Once again! Iraq’s WMD stockpiles didn’t exist. They couldn’t have been moved to Syria because Iraq didn’t have any.
Sen. Rand Paul (R-KY) worries that U.S. might be “used to kill Christians.” He also thinks that debate should “start with the Constitution,” despite the fact that this document never refers to Christians—or God or religion–except to declare that people can be free from it. About 10 percent of the Syrian population, many of them Palestinian refugees, identifies as Christian. Has a bomb been invented yet to identify religions?
Sen. Jim Inhofe (R-OK) hopes he has a compelling reason for staying out of Syria: the United States cannot afford it. “Our military has no money left,” the top Republican on the Armed Services Committee said in a statement three days ago.
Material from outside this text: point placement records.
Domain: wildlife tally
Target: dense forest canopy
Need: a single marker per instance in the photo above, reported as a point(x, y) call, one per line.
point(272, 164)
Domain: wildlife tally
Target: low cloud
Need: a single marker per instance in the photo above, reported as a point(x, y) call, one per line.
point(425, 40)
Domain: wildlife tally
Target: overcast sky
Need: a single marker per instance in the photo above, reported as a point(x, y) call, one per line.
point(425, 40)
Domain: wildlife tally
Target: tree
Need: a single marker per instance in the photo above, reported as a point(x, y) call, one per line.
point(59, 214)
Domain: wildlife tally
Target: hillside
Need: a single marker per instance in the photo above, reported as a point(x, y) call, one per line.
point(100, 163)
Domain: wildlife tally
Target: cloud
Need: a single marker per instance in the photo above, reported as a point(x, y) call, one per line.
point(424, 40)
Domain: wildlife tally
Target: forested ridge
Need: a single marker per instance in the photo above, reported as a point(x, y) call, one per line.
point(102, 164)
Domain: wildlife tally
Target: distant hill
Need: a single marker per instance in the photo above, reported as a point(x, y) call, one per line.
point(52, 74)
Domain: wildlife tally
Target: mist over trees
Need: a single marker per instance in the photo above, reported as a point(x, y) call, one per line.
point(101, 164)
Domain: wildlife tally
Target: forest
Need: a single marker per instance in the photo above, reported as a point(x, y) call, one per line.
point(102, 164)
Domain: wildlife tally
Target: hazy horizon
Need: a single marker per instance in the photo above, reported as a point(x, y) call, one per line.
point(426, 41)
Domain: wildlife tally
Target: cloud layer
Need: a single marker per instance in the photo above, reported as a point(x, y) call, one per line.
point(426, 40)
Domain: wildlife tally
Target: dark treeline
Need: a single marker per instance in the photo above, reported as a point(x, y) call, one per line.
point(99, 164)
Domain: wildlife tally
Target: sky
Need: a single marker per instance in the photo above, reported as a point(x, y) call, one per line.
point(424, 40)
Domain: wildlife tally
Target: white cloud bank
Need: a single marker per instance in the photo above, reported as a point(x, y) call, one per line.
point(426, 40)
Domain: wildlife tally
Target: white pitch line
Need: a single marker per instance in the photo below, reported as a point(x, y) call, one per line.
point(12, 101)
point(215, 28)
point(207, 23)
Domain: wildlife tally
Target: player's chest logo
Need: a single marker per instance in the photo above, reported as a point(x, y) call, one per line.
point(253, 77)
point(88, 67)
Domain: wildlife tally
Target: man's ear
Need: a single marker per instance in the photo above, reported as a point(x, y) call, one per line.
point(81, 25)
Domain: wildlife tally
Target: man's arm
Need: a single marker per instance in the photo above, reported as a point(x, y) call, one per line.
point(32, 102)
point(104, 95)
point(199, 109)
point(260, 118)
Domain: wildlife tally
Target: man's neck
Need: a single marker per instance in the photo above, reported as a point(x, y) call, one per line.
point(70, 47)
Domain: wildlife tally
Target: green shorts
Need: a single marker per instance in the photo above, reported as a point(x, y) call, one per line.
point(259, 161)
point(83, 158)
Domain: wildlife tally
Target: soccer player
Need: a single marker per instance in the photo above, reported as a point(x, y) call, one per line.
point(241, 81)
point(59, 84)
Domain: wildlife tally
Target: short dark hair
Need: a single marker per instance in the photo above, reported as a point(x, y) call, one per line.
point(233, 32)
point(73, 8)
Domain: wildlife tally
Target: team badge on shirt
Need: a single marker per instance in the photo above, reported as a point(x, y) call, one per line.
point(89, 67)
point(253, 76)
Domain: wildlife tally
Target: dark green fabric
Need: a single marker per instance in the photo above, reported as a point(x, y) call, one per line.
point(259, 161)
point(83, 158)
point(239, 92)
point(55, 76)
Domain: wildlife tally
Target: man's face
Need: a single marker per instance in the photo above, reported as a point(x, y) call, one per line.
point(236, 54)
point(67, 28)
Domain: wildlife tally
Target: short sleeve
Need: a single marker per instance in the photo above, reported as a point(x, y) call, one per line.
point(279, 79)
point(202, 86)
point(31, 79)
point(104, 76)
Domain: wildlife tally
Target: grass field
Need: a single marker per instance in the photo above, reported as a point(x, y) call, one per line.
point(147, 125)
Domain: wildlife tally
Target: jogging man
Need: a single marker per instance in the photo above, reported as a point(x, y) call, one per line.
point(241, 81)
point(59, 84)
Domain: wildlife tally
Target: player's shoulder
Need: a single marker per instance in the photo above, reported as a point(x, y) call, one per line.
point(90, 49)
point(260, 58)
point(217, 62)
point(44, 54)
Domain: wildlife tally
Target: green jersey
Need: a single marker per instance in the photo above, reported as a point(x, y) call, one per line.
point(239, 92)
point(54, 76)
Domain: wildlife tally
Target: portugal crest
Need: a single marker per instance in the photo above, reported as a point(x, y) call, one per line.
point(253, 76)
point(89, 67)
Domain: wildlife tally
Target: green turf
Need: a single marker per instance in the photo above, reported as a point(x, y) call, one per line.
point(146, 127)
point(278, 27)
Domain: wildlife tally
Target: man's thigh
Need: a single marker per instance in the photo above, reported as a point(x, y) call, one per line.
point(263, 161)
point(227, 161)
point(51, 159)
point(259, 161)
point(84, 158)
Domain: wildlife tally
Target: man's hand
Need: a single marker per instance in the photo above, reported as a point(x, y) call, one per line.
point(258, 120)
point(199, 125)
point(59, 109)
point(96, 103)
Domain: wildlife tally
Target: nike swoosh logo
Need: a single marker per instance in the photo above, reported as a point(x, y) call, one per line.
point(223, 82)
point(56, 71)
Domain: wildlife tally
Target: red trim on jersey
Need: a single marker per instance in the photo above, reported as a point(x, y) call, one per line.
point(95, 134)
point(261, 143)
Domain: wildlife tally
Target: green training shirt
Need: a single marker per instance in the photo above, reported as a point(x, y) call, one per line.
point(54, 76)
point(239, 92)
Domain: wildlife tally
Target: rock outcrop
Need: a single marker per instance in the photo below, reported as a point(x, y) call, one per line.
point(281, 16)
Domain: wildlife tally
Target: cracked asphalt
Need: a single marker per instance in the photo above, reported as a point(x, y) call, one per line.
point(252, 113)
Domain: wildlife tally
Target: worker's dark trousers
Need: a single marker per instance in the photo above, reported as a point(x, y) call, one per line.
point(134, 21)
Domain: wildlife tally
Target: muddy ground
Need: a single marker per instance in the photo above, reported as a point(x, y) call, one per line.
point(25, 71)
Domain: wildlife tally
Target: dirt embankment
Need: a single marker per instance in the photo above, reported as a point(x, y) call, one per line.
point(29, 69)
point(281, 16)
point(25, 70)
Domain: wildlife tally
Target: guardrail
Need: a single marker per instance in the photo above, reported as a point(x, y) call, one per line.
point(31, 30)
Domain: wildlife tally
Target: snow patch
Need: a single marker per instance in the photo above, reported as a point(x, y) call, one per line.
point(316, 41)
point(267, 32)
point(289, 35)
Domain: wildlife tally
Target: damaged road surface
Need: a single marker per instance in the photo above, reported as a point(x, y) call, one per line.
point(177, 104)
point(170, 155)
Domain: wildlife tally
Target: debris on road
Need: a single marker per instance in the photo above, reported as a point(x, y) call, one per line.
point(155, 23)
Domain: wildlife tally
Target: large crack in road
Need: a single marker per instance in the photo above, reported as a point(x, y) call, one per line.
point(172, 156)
He cited the $500-billion cut over the next decade mandated by the sequester. The chairman of the Joint Chiefs of Staff disagrees, having assured the president that they are ready to “strike whenever we choose,”
The body that should approve any action against Syria is the United Nations, according to former President Carter. “Punitive action” without a mandate from the U.N. Security Council or “broad support from NATO and the Arab League” would be “illegal under international law and unlikely to alter the course of the war,” Carter said.
We’ve regressed ten years—just with a different president. The disaster that started in Iraq ten years ago was all about oil—and this proposed war with Syria has the same motivation. That topic, however, probably won’t be mentioned in the debates.